Vincent Van Gogh, the Dutch painter, on the other hand wandered through a more defined insanity and languished at mental asylums while still painting his apparently crazy ideas furiously. The critics and the gentry of his time, rejected his work as useless. But, the force of his painful creativity kept him on that path of doing what he wanted - suffering the demons of social acceptance while expressing his turmoil through the harsh strokes and striking colors on canvasses, perhaps the only things that accepted him silently.
Many may believe so, but science (“Science,” 2012) can not be devoid of art. Whenever art is taken out of science, it becomes mere technology. Consider for example the story of the so called Eureka moment of Archimedes (“The story behind Archimedes’ legendary ‘Eureka!’ moment #ItsNotMagicItsScience.com,” n.d.) when he realized that water gets displaced from his bath tub when he enters it. Whether he shouted ‘Eureka’ and ran naked through the streets in his excitement to inform the king, could well be fiction. The fact that his discovery happened neither in a laboratory nor while he was performing an experiment, points towards the ability of the mind to constantly wonder, question, analyze, deduce and express… exactly the process an artist undergoes.
August Kekule (“Friedrich August Kekulé von Stradonitz - Wikipedia, the free encyclopedia,” n.d.), in 1865, published a paper describing the structure of the Benzene molecule. He had fallen asleep while pondering over the structure and dreamt of a snake holding its tail in its mouth, forming a ring like structure. He woke up and interpreted that ring as six Carbon atoms with alternating double and single bonds. Newton watched an apple fall and contemplated about gravity. Galileo Galilei’s (“The Galileo Project,” n.d.) passion turned him almost blind towards the end of his life because of his gazing at the sky and the sun for years through his telescope, to confirm, re-confirm and re-affirm that the earth is not as holy and powerful as religion suggested and that it revolved around the sun. Having uttered the blasphemous words and post his inquest by the church, he was made to retract his statement and confined to his house for the rest of his life, perhaps to prevent the world from getting polluted by his thoughts. Yet, his thoughts prevailed and changed the way we think today. As per the play Galileo, written by Bertolt Brecht, the well known German playwright, Galileo encouraged his students (before he was barred by the church to experiment and teach about the celestial bodies in the sky) to question and challenge one’s own ideas in every possible way and to re-examine them from every possible angle to see if they really work. In other words, not only did he just look at the planets and the stars but he also tried to interpret and deduce by letting his mind free to imagine, think and create concepts beyond what he saw. That is the way of science to develop logic – question, examine, understand, conceptualize, explain and express.

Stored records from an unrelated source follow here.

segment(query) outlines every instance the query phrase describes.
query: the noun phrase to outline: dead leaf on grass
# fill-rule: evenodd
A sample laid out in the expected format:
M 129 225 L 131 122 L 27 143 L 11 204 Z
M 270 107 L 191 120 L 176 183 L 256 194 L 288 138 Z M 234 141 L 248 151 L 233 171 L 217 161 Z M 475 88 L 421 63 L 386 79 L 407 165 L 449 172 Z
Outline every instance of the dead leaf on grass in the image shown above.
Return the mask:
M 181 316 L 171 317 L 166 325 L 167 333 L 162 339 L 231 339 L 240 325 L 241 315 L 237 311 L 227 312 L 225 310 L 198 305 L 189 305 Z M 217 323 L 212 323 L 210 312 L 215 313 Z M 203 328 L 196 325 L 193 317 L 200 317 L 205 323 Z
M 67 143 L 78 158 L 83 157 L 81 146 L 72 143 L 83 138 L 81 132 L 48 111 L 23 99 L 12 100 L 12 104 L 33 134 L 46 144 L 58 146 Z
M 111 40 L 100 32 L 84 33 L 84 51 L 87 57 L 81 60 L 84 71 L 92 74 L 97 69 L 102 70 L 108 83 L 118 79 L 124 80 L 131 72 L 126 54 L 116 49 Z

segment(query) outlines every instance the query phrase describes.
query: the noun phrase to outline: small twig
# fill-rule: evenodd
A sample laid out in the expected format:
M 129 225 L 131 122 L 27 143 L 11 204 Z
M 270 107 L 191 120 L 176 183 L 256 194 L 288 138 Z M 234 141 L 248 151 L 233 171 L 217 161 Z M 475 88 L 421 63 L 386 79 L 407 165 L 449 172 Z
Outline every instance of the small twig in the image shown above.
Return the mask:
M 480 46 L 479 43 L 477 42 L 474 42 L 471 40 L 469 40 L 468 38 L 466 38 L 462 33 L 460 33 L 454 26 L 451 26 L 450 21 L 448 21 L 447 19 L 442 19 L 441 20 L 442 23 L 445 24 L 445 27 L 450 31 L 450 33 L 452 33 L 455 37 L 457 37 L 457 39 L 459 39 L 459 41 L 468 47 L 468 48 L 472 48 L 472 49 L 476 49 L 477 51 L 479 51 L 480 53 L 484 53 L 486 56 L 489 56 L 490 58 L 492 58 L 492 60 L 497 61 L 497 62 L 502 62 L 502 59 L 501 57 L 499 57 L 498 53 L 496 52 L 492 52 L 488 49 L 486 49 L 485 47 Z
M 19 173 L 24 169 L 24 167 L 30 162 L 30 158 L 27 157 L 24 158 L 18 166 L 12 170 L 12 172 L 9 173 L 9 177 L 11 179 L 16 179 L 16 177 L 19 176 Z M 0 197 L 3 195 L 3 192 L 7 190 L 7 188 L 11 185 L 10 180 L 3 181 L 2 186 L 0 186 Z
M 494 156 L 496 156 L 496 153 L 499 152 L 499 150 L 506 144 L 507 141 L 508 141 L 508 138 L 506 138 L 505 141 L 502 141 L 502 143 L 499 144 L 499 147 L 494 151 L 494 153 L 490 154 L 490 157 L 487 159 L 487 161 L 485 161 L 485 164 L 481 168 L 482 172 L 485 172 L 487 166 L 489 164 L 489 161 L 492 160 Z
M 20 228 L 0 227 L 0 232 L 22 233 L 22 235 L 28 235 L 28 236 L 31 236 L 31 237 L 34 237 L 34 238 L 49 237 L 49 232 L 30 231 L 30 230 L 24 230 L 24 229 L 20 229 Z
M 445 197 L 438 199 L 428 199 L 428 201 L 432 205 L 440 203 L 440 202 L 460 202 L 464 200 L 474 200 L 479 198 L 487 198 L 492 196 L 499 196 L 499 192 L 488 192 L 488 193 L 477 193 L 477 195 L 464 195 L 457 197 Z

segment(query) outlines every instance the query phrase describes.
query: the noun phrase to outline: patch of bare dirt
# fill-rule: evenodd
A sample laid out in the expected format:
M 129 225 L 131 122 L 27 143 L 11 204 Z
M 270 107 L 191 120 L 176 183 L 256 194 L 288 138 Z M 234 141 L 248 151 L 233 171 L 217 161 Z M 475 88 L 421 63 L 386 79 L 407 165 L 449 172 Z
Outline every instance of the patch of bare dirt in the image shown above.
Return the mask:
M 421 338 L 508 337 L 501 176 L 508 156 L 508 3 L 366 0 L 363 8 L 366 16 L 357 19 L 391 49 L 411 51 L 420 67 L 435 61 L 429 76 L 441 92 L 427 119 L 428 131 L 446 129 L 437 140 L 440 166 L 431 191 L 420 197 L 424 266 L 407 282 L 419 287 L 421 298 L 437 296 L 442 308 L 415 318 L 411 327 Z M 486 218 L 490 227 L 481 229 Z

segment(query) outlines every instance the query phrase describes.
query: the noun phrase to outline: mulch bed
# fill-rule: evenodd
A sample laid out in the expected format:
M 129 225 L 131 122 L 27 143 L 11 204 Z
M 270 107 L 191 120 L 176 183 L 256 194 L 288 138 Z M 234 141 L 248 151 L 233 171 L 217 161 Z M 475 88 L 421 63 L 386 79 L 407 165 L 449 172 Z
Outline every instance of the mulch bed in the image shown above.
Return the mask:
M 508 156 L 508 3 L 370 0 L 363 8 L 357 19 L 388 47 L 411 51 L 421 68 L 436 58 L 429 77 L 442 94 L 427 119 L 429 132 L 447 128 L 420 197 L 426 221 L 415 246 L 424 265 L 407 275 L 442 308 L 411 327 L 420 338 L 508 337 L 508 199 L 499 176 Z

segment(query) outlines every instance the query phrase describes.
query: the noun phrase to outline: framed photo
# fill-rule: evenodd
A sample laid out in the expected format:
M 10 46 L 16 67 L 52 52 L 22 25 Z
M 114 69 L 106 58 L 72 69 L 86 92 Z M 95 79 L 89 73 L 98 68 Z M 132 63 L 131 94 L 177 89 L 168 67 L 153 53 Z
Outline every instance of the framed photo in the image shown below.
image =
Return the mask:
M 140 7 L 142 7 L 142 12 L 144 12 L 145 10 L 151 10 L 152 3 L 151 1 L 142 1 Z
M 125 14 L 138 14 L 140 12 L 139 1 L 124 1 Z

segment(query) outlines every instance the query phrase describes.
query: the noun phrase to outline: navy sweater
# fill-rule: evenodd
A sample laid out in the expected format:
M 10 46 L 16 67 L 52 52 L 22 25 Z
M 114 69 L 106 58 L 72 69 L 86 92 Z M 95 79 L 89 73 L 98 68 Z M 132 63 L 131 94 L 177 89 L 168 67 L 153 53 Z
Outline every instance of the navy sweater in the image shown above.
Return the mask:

The word ‘science’ itself came from Latin ‘scientia’ which means ‘knowledge’. It refers to a way of ‘pursuing knowledge’, not just knowledge itself, and that is the way of constant questioning. Art on the other hand, engages people by questioning, thinking, exploring and expressing what the artist has figured out after an exploration of whatever he is engaged with. Galileo was an artist in terms of perfecting his ideas and explanations through observations of the planetary motions and questioning of the existing concept of the crystal sphere that held the universe together. It was his passion that led him to peep through his telescope and deduce that the earth revolves around the sun which he then expressed in words. Another interesting fact, and perhaps the bigger reason why the church got after him, was that he chose to publish his thoughts about the earth and the sun in vernacular Italian, rather than Latin (the language used for the elite and professional scientific discourse at that time). This was a deviation from the norm, like an artist trying to take art beyond the confines of the elite art galleries and hallowed spaces, to the common people, in a bid to experiment with the reach of newer ideas. That little act of his made the common people connect with a larger idea of questioning things in life, rather than remaining subservient to the authorities.